気付いてないのなら放っておくことが得策だろうと思い、僕はサンドイッチを口に運んだ。

「丁度私が拳を作った時に日葵さんが頭を動かして、奇跡的に頭に直撃したのよ。私が人生で体験した奇跡トップテンに入るくらいの奇跡と云っても過言ではないわ。鬼籍に入らなかっただけましだね」

 その言葉に日葵さんは一瞬居るんだ。

 どうやら鬼籍の意味を知らないらしい。

 かかくの争いを知っていて、鬼籍の意味を知らないとは、珍しい人である。

「子舵哀歌」

 怯みを押さえた日葵さんは、態勢を立て直して、女子生徒の名前を呼んだ。

「日葵さんのお知り合?」

 僕は会話を流暢に流す質問した。

「勿論。立誠高校の生徒会長にして、あたしの敵」

「校則を守れば敵じゃなくなるわよ」

「むしろ感謝して欲しいわ。あたしが校則を破ってあげているおかげで、あんたに仕事が回って来てるんだからさ」

「発言が、いよいよ犯罪者だわ」

「あたしの敵としていい数式を教えてあげる。喉仏の出ている分の体積の3乗と拳の体積の和が胸の体積とある程度比例するんだよ。つまり生徒会長の胸のサイズはアンダーサイズから推測して、大体・・・・・」

「ちょっ、ちょっと待ちなさい。分かった、分かったわ。 何が目的なの?お金?権力?」

 子舵さんは頬を微かに赤く染めて、腕で胸を抱えて、僕達に背中を向けた。

「いいや」

「なら何が欲しいの」

「Aカップ分の胸が欲しいな」

「そ、そんなことすれば。私の胸がなくなるわ!あっ!」

「てっことは、つまり。子舵哀歌の胸のサイズはA以下ってことだね」

「誘導尋問をしたわね」

「したよ。喉仏の体積の3乗と拳の体積の和が大体胸の体積。なんて式は存在しない。あたしが勝手に作った無茶苦茶な物だよ。だけど結果的にその無茶苦茶な式が、正しい答えを出力したんだから、一概に式として無茶苦茶とは云い難いよね~生徒会長」

 子舵さんは、精肉店にも売ってなさそうな皮肉の塊を、恥と怒りに混乱と困惑を隠せない子舵さんに投げつけた。その皮肉を流すことなく受け止めた子舵さんは、それを全て怒りに変えて、肌の白い眉間にしわを寄せた。

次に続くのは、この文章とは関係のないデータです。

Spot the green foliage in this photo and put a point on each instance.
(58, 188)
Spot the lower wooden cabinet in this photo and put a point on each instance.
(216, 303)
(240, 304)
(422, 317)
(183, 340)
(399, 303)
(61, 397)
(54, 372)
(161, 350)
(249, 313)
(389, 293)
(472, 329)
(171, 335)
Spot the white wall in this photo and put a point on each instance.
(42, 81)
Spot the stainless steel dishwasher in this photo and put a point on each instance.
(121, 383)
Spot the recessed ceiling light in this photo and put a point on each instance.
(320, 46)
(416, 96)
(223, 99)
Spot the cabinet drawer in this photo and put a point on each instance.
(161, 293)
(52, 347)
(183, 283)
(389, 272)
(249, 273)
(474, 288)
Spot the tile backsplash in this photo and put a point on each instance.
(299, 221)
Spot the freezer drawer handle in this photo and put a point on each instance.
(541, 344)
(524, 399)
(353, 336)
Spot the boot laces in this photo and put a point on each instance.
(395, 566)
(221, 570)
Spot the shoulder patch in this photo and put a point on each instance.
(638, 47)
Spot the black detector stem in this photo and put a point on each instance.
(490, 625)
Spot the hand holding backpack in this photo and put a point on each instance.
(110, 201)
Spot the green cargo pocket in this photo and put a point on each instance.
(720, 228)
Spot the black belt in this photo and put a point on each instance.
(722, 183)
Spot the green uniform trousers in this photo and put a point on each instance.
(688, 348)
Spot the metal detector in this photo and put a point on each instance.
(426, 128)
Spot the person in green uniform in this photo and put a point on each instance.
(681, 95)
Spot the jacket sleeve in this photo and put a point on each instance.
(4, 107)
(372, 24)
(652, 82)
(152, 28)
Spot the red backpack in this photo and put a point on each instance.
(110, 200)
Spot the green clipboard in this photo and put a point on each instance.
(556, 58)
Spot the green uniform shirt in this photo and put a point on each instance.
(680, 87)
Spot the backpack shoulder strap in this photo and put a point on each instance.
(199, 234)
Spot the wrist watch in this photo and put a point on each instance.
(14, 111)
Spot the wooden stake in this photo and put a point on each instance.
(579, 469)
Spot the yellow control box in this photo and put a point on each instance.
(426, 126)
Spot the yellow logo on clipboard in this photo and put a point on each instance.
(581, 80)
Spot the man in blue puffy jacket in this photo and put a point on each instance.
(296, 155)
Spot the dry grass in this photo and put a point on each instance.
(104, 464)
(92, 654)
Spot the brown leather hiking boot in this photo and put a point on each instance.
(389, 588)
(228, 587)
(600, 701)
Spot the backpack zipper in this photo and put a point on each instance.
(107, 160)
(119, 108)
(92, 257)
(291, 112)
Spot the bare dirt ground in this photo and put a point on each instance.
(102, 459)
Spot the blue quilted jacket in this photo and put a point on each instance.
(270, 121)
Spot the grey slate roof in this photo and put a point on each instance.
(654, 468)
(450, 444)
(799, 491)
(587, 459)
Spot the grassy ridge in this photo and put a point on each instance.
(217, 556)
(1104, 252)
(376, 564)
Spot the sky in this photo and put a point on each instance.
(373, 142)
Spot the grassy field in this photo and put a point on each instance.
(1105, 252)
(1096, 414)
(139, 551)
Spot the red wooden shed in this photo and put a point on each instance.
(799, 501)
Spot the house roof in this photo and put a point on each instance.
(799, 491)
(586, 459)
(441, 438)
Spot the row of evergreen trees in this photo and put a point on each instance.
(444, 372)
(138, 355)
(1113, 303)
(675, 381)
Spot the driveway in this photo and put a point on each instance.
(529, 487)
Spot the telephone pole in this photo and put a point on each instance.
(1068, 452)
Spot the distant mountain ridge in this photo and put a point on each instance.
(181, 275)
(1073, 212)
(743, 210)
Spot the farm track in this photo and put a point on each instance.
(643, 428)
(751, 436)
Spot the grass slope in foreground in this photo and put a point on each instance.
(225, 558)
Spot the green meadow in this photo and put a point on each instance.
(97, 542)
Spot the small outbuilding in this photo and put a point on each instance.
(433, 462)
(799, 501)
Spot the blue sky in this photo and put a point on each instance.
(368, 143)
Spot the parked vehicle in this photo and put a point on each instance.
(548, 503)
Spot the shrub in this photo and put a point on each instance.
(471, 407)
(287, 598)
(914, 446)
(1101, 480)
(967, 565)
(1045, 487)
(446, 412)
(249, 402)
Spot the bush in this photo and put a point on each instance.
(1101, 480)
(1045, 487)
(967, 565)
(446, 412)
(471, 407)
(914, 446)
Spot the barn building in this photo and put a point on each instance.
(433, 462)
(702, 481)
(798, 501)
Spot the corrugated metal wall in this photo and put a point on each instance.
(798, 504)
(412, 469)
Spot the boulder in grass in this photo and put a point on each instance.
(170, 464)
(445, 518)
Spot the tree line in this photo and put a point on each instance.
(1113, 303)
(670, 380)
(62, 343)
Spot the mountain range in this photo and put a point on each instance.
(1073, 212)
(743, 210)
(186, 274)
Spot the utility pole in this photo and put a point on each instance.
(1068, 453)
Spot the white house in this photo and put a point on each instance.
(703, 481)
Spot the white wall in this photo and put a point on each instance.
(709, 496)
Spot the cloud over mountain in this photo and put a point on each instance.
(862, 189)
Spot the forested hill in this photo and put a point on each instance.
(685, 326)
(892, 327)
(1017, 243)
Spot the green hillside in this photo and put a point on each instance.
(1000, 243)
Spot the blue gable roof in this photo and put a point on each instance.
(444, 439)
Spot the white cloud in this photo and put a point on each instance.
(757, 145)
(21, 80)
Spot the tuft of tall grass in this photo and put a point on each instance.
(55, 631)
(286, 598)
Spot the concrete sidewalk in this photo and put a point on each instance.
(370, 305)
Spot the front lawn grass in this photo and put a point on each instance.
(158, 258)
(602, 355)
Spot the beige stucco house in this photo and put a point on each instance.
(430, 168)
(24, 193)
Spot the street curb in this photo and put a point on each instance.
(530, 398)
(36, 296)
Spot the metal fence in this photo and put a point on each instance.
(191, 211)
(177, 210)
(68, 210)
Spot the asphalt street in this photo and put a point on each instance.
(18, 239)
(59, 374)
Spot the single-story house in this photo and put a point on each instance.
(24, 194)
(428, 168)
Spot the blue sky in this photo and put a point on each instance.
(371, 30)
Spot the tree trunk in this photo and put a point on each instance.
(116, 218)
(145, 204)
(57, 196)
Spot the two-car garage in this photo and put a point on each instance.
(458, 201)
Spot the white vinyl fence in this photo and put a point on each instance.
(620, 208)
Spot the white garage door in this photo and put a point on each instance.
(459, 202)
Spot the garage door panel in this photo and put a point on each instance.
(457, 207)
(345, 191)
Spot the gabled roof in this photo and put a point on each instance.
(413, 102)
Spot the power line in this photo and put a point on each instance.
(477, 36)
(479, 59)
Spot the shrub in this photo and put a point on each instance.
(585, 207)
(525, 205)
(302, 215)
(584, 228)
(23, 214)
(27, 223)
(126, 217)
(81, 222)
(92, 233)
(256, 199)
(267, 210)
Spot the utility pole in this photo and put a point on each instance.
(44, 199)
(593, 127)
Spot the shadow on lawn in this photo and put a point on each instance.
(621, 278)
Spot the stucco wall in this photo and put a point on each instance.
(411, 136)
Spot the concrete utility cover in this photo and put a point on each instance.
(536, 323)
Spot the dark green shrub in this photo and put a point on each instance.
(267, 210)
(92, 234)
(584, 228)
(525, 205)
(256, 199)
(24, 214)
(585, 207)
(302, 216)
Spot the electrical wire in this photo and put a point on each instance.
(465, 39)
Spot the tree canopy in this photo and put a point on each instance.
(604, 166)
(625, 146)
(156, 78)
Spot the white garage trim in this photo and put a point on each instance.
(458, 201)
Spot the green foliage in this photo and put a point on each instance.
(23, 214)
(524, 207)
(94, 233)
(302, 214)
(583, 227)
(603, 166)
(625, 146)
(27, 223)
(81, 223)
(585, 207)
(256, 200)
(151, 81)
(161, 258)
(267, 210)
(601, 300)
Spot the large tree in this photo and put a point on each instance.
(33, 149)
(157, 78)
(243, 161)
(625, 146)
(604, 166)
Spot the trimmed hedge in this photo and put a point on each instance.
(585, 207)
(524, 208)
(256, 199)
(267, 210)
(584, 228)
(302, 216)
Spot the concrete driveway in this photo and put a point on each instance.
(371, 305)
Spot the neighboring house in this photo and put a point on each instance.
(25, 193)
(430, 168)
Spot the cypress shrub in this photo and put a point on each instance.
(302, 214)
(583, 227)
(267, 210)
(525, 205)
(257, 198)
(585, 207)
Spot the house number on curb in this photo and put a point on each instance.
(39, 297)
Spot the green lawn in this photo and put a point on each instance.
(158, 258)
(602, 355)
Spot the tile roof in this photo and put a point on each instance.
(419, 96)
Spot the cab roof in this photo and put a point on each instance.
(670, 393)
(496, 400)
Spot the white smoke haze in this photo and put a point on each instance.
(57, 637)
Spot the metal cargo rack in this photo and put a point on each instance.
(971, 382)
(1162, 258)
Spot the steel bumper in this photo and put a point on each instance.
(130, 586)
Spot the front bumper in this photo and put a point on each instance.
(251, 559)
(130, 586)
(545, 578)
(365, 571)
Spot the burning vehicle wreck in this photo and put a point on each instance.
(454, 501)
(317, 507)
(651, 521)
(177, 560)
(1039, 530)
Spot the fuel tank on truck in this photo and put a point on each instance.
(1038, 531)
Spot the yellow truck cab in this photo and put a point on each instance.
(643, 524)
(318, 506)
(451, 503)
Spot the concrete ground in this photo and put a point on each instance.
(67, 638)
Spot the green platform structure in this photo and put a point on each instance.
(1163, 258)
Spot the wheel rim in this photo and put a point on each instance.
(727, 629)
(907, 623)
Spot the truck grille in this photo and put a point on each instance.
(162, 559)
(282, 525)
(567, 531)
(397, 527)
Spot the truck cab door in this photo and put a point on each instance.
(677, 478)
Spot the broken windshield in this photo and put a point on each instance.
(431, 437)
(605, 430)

「日葵さんの論理的かつ、奥ゆかしい思考は如何したの」

 僕は爆発しそうな子舵さんの強い視線に突き刺さりながら、日葵さんの冷静さを求めるべく発言した。結果は直ぐに表れて、日葵さんは自分の金髪の髪を触り冷静さを取り戻した。それに続き子舵さんも、自分の怒る原因が馬鹿々々しいことを悟ったのか、小さく溜息をして、近くから引っ張って来た椅子に腰掛けた。 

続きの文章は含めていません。